Dean Sheremet is an accomplished, nationally renowned chef. After graduating from the French Culinary Institute at the top of his class, he launched his career in the kitchen of a New York City celebrity hotspot, Nobu 57. He went on to j...
Vegan 'meat'? Dean Sheremet proves that cauliflower can be a delicious steak alternative
How can you tell someone’s a vegan? Just wait, they’ll tell you.
I want to come clean with you; I used to be a vegan hater. The anger on my face was palpable when the hyper precious tree-hugging lot of unwashed individuals would stop me on a street corner to check “if I have a minute for Greenpeace.” No, no I do not. “Yeah, I’m late for a meeting,” I’d mumble as I dodged down the street. I loathed the thought of Seitan, Birkenstocks, biodiesels that run on recycled fryer oil and what in God's good name is Tofurky? I was a carnivore, and damn proud of it.
But one day something changed. I met a girl. Let's call her Kate, because that’s her real name. She had five beautiful sisters who were very “normal” vegans. How could this be? They looked like me, enjoyed the same activities as me, excluding leather they dressed like me, they ate a beautiful array of foods like me. I came to realize that my misconceptions were ill founded and sorely misguided. I didn’t hate vegans; I was just caught up in the vegan stereotypes.
My ignorance almost cost me from developing true and meaningful relationships with my thoughtful kale-slinging sisters. But after a beautiful meatless meal (that did not include aforementioned Tofurky), I was a changed man.
There are so many interesting ways to prepare and enjoy vegetables that I had been completely missing out on. As a professional chef, I’ve come to the realization that the veg is the star of the show. I let meat play the supporting part, and you should too.
In this video I do a “steak night” vegan style with a thick cut of cauliflower seared with a golden brown crust complemented by a smoky romesco sauce and charred scallions. Compassionate enough to satisfy a vegan and hearty enough to satiate a steak lover.
Cauliflower steak with romesco sauce and charred scallions recipe
For the romesco sauce
4 large plum tomatoes
5 garlic cloves
1/2 cup Marcona almonds
2 jarred roasted red bell peppers, drained and roughly chopped
2 tablespoons sherry vinegar
1 teaspoon smoked Spanish paprika or pimentón
3 scallions, ends trimmed
For the cauliflower steak
1 (1-inch-thick) slice cauliflower
Salt and pepper
Adjust an oven rack to the middle position and preheat the oven to 400 degrees F.

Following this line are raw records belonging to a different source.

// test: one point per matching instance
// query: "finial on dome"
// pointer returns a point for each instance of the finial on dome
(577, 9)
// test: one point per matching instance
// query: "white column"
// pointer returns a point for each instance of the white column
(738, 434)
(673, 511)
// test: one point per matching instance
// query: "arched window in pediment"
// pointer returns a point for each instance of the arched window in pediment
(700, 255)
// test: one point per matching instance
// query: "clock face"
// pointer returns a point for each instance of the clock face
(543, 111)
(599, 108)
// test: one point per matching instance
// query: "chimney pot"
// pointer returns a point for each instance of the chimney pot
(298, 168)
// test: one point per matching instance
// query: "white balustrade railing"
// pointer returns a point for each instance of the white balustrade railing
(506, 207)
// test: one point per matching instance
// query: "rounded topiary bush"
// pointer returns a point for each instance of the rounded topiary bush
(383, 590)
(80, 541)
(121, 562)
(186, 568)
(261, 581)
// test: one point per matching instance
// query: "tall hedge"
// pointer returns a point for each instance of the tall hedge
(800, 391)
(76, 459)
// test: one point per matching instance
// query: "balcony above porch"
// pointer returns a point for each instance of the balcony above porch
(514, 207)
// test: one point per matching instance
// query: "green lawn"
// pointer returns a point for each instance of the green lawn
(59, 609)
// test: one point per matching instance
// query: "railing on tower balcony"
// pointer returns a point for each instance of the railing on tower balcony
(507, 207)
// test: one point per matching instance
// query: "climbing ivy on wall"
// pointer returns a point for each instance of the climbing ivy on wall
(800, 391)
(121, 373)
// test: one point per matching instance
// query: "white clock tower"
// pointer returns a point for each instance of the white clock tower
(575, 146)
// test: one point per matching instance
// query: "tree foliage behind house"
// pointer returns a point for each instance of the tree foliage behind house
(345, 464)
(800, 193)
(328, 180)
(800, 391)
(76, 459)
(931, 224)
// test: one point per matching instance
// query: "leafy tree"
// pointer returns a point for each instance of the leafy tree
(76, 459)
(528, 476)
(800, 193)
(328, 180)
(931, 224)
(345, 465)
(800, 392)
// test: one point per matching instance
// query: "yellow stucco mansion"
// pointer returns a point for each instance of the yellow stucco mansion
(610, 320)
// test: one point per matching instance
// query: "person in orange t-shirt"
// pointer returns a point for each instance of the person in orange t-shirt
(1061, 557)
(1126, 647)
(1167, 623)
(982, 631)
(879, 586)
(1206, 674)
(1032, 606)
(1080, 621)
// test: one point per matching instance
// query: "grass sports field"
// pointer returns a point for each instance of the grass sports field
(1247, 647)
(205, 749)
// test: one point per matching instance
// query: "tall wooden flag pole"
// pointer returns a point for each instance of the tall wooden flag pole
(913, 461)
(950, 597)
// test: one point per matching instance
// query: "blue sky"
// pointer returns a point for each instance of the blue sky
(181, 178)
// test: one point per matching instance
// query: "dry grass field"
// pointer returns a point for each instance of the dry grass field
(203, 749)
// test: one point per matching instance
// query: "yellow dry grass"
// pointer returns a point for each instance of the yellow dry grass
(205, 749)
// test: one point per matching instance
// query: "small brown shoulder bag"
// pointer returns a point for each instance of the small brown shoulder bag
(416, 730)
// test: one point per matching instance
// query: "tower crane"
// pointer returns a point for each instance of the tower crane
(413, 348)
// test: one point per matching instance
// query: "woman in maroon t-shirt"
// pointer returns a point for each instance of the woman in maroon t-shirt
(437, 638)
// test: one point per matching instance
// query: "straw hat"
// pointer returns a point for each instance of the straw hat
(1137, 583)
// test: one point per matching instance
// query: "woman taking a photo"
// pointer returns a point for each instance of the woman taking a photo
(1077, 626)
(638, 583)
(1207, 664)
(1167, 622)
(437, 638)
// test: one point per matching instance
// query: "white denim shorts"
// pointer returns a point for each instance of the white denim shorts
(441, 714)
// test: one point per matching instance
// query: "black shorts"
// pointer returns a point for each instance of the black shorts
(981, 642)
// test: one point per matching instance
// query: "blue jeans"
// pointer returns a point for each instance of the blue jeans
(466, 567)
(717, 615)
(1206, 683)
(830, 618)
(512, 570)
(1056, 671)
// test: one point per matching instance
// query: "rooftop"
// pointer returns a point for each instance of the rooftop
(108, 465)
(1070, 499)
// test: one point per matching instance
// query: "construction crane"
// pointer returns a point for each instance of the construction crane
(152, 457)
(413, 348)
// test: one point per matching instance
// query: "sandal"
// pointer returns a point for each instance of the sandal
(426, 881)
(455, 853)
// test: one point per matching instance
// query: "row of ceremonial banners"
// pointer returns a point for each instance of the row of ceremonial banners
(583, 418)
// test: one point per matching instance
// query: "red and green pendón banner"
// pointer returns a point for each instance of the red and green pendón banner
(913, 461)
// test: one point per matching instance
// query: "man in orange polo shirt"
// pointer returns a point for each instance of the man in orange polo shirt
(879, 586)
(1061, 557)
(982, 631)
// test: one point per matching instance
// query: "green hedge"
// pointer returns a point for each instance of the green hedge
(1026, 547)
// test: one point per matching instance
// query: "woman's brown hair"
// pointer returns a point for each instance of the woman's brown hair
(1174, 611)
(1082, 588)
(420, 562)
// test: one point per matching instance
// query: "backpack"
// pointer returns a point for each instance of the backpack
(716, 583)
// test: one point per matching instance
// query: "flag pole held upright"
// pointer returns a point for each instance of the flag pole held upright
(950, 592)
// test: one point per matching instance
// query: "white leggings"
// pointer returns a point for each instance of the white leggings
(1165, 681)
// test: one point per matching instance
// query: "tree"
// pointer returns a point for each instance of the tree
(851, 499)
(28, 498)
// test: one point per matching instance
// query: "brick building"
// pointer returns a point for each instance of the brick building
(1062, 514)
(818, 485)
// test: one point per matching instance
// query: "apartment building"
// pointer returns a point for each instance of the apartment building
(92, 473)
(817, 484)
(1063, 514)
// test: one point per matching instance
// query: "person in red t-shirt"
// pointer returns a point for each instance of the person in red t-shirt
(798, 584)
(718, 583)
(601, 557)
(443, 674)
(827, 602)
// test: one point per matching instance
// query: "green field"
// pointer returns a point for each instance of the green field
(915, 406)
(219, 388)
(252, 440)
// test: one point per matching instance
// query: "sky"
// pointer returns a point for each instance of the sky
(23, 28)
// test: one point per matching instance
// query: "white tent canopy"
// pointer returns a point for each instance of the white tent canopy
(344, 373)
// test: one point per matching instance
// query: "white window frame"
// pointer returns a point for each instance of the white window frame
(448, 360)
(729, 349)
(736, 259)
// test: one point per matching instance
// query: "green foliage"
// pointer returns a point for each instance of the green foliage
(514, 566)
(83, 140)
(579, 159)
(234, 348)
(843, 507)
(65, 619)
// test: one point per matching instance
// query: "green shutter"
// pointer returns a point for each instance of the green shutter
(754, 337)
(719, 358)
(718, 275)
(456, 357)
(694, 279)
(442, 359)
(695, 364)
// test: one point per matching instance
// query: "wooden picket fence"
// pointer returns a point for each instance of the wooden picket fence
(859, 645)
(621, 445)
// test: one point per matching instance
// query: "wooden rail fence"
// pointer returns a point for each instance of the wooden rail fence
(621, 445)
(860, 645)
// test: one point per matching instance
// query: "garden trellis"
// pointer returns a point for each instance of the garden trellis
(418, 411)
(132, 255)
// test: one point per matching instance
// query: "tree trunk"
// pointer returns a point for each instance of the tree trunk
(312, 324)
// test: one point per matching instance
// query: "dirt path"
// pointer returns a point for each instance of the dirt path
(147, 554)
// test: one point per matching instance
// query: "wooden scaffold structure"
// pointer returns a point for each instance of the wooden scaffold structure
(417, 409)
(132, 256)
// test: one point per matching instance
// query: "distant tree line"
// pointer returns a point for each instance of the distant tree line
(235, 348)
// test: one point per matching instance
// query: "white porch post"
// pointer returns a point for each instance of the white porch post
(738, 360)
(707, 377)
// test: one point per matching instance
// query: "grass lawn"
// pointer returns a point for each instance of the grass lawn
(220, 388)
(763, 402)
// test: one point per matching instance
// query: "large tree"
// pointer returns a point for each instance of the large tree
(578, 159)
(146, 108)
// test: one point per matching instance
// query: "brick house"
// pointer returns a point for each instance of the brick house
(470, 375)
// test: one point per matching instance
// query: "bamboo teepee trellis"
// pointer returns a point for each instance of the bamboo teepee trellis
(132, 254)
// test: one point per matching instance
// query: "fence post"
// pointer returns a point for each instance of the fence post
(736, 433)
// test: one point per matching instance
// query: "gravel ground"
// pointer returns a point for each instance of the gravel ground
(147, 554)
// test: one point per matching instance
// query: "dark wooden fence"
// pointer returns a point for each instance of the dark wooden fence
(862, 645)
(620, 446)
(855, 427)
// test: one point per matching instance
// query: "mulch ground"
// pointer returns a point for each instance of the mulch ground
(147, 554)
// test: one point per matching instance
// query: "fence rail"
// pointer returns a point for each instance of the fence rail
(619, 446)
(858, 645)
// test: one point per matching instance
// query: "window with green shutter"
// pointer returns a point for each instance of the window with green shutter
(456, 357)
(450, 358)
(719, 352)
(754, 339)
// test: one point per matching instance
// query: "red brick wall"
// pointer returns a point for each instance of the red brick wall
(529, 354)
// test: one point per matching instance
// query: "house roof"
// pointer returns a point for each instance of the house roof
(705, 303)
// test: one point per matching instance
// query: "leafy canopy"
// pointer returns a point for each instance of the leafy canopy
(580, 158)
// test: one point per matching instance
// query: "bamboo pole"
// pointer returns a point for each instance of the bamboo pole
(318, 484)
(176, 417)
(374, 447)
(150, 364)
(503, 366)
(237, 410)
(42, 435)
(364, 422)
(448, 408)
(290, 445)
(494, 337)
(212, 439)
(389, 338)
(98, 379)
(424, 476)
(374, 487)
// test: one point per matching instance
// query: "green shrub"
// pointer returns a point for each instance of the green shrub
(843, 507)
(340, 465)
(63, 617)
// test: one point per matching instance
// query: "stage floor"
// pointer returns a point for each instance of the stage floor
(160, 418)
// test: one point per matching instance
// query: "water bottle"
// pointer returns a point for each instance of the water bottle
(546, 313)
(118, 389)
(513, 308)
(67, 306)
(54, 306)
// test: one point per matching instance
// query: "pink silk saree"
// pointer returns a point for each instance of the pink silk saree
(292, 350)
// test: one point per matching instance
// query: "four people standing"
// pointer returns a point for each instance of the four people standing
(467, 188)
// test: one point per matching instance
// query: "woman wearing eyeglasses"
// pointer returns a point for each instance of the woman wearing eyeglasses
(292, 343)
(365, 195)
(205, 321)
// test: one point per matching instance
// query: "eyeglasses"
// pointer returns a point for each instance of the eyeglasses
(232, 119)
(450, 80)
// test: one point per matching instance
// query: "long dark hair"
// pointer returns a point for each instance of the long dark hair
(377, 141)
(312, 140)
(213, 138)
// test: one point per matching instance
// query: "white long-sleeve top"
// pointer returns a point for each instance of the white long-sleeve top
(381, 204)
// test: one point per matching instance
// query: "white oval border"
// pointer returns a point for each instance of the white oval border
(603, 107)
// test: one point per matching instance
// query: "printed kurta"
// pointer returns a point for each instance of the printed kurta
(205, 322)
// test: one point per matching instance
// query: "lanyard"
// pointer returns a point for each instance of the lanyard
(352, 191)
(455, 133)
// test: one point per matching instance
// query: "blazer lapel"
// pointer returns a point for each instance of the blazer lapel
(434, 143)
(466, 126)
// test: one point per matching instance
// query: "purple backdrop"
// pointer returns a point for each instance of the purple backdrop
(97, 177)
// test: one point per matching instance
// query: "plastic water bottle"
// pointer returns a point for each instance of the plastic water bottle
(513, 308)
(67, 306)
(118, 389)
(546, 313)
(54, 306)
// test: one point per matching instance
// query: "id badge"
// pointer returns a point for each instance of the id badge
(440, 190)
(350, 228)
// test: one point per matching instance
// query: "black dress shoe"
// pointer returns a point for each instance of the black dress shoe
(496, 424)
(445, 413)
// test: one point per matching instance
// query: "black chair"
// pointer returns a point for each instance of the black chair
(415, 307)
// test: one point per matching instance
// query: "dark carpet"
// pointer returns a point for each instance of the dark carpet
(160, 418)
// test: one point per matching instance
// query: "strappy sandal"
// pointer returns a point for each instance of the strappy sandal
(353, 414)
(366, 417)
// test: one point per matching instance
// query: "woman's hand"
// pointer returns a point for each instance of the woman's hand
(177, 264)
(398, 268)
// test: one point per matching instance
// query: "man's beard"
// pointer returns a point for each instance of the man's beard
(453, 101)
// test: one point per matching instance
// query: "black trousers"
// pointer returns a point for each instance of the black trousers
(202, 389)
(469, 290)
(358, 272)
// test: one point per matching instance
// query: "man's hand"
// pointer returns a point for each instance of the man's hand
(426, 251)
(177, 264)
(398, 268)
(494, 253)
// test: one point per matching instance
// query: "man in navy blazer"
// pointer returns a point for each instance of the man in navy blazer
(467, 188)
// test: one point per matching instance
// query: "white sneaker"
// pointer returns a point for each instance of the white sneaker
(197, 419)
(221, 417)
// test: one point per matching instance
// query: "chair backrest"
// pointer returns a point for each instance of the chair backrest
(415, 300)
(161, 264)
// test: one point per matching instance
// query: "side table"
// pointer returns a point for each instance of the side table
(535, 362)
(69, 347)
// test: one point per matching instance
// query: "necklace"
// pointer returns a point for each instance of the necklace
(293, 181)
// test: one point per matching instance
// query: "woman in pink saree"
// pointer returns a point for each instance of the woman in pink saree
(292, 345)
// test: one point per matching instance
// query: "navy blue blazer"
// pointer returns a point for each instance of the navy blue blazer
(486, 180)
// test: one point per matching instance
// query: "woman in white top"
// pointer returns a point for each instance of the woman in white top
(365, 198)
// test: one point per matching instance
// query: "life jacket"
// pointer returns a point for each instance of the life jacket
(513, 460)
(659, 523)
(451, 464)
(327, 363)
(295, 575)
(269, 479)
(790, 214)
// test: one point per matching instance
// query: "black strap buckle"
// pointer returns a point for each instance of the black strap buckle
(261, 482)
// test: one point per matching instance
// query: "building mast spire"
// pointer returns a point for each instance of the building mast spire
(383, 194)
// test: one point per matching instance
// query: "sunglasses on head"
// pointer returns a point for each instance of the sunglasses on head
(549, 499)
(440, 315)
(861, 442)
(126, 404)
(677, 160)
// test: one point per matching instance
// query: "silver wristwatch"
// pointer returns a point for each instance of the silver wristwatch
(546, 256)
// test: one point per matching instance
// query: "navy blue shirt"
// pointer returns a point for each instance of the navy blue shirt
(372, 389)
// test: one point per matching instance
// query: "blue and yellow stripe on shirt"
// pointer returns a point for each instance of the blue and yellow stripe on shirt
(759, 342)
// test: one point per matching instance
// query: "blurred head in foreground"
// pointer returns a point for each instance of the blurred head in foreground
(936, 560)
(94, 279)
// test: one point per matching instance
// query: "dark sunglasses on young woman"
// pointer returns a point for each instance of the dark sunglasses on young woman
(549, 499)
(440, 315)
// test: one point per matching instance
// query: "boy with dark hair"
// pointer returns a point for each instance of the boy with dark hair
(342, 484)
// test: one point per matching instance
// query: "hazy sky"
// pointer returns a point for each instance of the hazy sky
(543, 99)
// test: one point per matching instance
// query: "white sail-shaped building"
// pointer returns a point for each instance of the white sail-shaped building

Arrange the tomatoes in an ovenproof pan (I like to use a pie tin) and rub them with oil. Place the garlic on a piece of foil, drizzle them with oil, wrap them with the foil, and set them in the pan with the tomatoes. Roast the tomatoes for about 45 minutes or until the tomato is nicely charred.
Transfer the pan to a cooling rack, and when cool enough to handle, carefully peel and discard the skins from the tomatoes. Unwrap the garlic and pop them out of their skins.
Place the tomatoes, garlic, almonds, peppers, vinegar, paprika and a good pinch of salt in a blender and puree until almost smooth, scraping down the sides as necessary (I like mine a little chunkier).
Heat 1 tablespoon of oil in a medium cast iron skillet over medium-high heat until shimmering. Add the cauliflower and season with salt and pepper. Place another pan on top to help keep the cauliflower pressed down in the pan. Cook about 3 minutes per side, until slightly charred at the edges. Pop the pan into the oven and cook about 8 more minutes or until tender, flipping the steak halfway through.
Remove the steaks from the pan and set aside.
Coat the scallion in just enough olive oil to coat. Carefully set the iron skillet on the range over medium-high heat and char the scallions for about 3 minutes per side.
To serve, place a good amount of romesco sauce on a plate. Top with the scallions, then set the cauliflower steak on top.
Chop secret tips:
Canned plum tomatoes work in a pinch but skip the roasting step if using them.
To prep a cauliflower “steak” simply trim off and discard the base leaves, then, carefully cut the cauliflower into 1-inch-thick slices. Depending on the size, you can get 2 to 3 steaks from the center of the cauliflower. Reserve the remainder for a separate use.